Just one of two simple, basic ingredients are needed to infiltrate an organization’s data system: weak passwords or unpatched software. A study by Positive Technologies shows 71% of companies tested had at least one of these security flaws. The study used ethical hackers (the good guys) to examine how easily an internal network can be breached if weak passwords and/or unpatched software exists within. Spoiler Alert: The answer is “very easily.” And since more people than ever are now working from home due to the pandemic, following basic security protocols are more important than ever.
The report notes the average time for their ethical hackers to breach an internal network is four days. In one instance, an ethical hacker breached a network system in just thirty minutes. Finding almost three-quarters of companies tested had these flaws isn’t great news for corporate data security, but it is welcome news for cyberthieves. After all, regardless of any excuses for poor security protocols, the problem still remains.
Weak passwords are one of the biggest security issues that allow openings to a network data system. Hackers use brute-force attacks that exploit poor passwords. An attacker floods a system with passwords and passphrases, often found underground for free, until a match is eventually found. Attackers can also assign the task to bots that can crack passwords much faster. Once a password is hijacked, the brute-force attack exploits system software vulnerabilities that are already known to hackers, and a system is further compromised.
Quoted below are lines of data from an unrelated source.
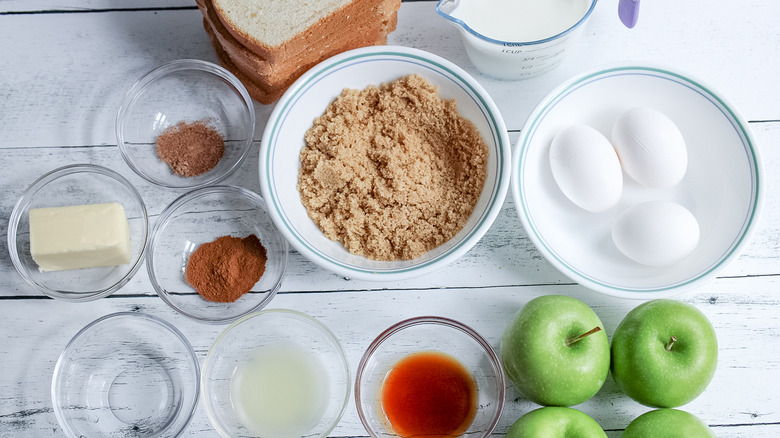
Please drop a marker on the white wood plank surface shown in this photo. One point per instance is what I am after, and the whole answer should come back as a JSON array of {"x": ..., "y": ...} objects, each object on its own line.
[{"x": 66, "y": 69}]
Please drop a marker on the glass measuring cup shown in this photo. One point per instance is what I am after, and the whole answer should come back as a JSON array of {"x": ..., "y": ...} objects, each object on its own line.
[{"x": 513, "y": 59}]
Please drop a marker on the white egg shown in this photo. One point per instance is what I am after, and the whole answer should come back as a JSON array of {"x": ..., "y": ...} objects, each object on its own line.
[
  {"x": 656, "y": 233},
  {"x": 651, "y": 148},
  {"x": 586, "y": 168}
]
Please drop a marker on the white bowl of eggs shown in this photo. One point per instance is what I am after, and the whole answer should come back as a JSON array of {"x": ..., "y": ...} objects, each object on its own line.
[{"x": 637, "y": 181}]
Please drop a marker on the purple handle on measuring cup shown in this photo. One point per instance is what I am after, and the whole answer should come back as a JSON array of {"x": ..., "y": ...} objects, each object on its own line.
[{"x": 628, "y": 11}]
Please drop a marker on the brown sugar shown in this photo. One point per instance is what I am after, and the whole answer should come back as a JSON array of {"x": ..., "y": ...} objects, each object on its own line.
[
  {"x": 190, "y": 149},
  {"x": 225, "y": 269},
  {"x": 393, "y": 171}
]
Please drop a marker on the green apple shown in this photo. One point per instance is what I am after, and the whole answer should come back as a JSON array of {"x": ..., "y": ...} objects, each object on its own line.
[
  {"x": 668, "y": 423},
  {"x": 555, "y": 351},
  {"x": 664, "y": 353},
  {"x": 555, "y": 422}
]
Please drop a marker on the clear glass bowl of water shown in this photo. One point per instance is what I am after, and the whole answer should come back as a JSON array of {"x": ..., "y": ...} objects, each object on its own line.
[{"x": 126, "y": 374}]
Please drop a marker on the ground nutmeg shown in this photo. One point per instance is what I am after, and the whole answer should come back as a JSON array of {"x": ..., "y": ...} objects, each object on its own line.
[{"x": 190, "y": 148}]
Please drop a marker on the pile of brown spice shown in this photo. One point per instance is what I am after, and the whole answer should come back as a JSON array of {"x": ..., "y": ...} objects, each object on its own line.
[
  {"x": 190, "y": 148},
  {"x": 392, "y": 172},
  {"x": 225, "y": 269}
]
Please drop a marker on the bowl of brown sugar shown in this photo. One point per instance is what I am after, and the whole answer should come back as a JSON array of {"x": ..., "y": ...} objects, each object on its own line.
[
  {"x": 215, "y": 255},
  {"x": 186, "y": 124},
  {"x": 384, "y": 163}
]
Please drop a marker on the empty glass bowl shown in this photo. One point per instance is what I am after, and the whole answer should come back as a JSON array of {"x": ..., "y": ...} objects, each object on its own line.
[
  {"x": 126, "y": 374},
  {"x": 202, "y": 216},
  {"x": 429, "y": 334},
  {"x": 76, "y": 185},
  {"x": 186, "y": 90},
  {"x": 276, "y": 373}
]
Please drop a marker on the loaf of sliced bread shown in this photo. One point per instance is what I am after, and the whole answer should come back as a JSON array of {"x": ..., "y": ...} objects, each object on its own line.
[
  {"x": 268, "y": 44},
  {"x": 376, "y": 22},
  {"x": 277, "y": 30},
  {"x": 260, "y": 88}
]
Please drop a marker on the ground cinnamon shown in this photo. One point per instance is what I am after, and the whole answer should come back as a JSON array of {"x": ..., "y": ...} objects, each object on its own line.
[
  {"x": 190, "y": 149},
  {"x": 225, "y": 269}
]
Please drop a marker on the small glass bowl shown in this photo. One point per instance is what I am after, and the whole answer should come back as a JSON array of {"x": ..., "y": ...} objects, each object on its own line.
[
  {"x": 126, "y": 374},
  {"x": 264, "y": 335},
  {"x": 75, "y": 185},
  {"x": 202, "y": 216},
  {"x": 430, "y": 334},
  {"x": 187, "y": 90}
]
Positive Technologies also finds over two-thirds of organizations in their study have software needing security updates. Any patches should always be applied as soon as possible as they often contain fixes for security bugs and other software flaws that are easily exploitable. The study also found that one-third of organizations were easily accessed using a combination of brute-force attacks along with unpatched software.
Taking basic security steps to protect a network is within the reach of most, if not all, organizations. Those continuing to ignore using fortified passwords are playing fast and loose with their data security. Doing so can put out the welcome sign for ransomware and other crippling malware cyberattacks that have devastating effects on a business. Strong passwords combined with using 2FA (two-factor) or MFA (multi-factor authentication) adds another layer of identity verification to logins, and that’s a good thing. Remember, the study finds when fortified passwords with additional verification are combined with updated software, many forms of cyberattacks can be prevented. It’s really that simple.